The supermarket was round the corner, so I was only gone for ten minutes or so, but as soon as I opened the front door I heard the piano. She was a prodigy all right. I don’t know what she was playing, but it sounded absolutely fantastic. The music saturated every molecule in my flat, the energy cleaning everything. I stood in the doorway like a speck of dust fighting a current of fresh air.
When she paused, I closed the door a
nd walked in. She was startled. “You don’t mind me playing your piano, do you?”
“Mind?” I shook my head. “I love it. Please play it whenever you like. In fact I order you to play it! Don’t worry about disturbing me. I’m one of those weird people who only work in cafés. Mainly I just hang about and drink coffee and end up running into some loser and having an argument about the Coen brothers.”
Surreptitiously I put down the tube of silver polish, but she noticed straight away and determinedly shut the lid of the piano. “Good, you got the polish.”

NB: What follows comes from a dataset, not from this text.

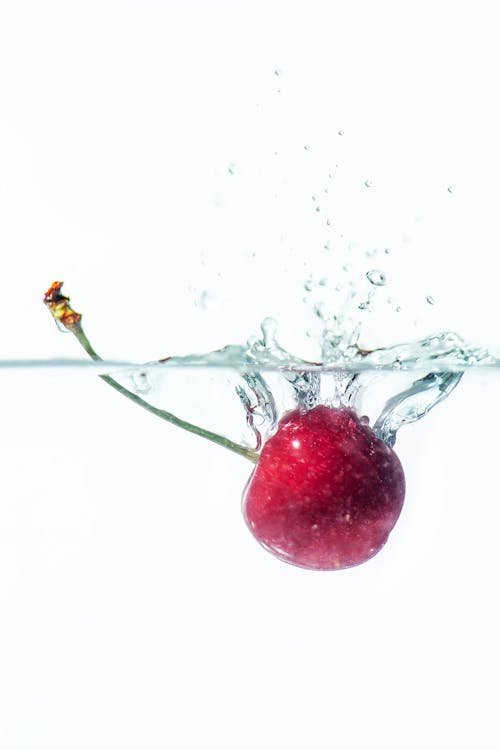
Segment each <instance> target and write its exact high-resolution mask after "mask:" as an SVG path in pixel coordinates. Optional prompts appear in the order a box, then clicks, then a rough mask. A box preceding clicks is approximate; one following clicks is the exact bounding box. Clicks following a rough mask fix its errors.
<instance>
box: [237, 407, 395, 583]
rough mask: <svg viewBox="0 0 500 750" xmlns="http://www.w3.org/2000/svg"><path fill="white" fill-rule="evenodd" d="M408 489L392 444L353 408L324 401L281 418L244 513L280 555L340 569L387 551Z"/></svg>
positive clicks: (289, 414)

“No, no! I want you to keep playing.”
She smiled and shook her head. “First I polish, then I play. John, I can’t play if things aren’t right, do you understand?”
It was revolutionary, to me, the whole concept of things needing to be right. It didn’t conform with the sort of view of the universe I’d built up over the years.
“What do you think of my piano?”
She caressed its black-shining flank, its gold-embossed letters. “I like it very much, but it needs tuning.” A little wrinkle played across her pale forehead, then, with great hesitation, she said: “If I pay for it, John, can we have it tuned?”
“But I had it tuned!”
“When?”
I ran my hand through my hair, trying to think. “Oh, about ten years ago.”
“Ten years ago?” She smiled, and put her hand on my arm. “You see? So it needs another tune.”
Once again I found myself in full retreat, like a splash of rancid milk running across a skewed floor. Finally, after much swallowing, I agreed. “Okay, you can have it tuned, but I will pay for it.”
“No, John, I will pay.”
“I said, I will pay!”
It was silly, really, the stand-off. She shrugged and didn’t say anything else, except that she knew someone in London who was a piano-tuner, and she’d give him a call.